MIAMI-DADE COUNTY, Fla. – Parts of Florida's Everglades are so waterlogged that deer, wading birds and other animals are running out of dry ground.
State officials said heavy rains this month have left water levels 2 feet higher than normal in the wetlands in western Broward and Miami-Dade counties. The water levels top 11 feet in some places.
Wooded "tree islands" usually offer animals dry refuge when water levels in the Everglades are high. But Florida Fish and Wildlife Conservation Commissioner Ron Bergeron said those islands are now under water.
The flooding is so bad that the Florida Department of Environmental Protection issued an emergency order allowing the South Florida Water Management District to take unprecedented measures to try and draw it down.
"With 20 inches of rain from June the 1st to June the 8th, the Everglades raised dramatically 2 feet above normal operation," Bergeron said.
Bergeron took reporters Thursday to a deer island to show how high the water is and how deadly it can be for much of the native wildlife.
"All of your fur-bearing animals, which you have coons and possums and rabbits, deer, bobcats and even panthers are in this region.

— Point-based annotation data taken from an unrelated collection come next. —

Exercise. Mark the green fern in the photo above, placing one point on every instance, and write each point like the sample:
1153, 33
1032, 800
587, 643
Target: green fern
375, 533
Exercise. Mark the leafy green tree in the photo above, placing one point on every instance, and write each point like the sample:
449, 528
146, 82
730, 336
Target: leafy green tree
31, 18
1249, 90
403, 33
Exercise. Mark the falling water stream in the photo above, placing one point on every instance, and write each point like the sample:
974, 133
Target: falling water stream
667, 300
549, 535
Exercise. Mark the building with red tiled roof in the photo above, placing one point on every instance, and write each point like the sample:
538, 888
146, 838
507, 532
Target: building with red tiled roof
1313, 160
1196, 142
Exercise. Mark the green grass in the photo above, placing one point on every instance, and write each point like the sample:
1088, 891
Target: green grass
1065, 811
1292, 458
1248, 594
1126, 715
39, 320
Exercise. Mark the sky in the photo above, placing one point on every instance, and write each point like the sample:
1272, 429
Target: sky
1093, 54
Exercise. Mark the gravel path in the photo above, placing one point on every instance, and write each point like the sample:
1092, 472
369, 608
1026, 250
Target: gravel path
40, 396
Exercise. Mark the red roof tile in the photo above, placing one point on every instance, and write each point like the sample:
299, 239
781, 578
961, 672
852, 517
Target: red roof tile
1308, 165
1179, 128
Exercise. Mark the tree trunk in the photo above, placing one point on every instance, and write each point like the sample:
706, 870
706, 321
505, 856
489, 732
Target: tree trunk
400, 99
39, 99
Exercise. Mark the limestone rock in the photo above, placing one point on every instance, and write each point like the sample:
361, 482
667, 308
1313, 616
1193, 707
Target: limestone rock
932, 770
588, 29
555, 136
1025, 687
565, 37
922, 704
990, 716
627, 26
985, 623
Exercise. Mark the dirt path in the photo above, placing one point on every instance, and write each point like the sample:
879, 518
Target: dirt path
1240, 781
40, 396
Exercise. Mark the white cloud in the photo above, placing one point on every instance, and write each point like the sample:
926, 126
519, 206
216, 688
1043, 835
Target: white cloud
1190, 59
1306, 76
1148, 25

This is their refuge in the rainy season," Bergeron said.
Drone video shows how much water has made its way into the Everglades. Areas normally a few inches deep are now a few feet deep, so gates and levees that normally are never open are wide open, hoping to draw down the water and avoid a massive wildlife kill like the Everglades saw in 1994.
"The danger is we have 16 endangered species that live in the Everglades out here," Bergeron said.
There are hundreds of what are called "deer islands" in the Everglades that were built thousands of years ago by Native Americans.
The state agency that oversees Everglades restoration is pumping water into Lake Okeechobee and into the Atlantic Ocean to relieve the flooding.
The U.S. Army Corps of Engineers also is flushing water into drier areas of Everglades National Park.
Recreational activities have been suspended in certain areas so wildlife seeking refuge are not stressed out.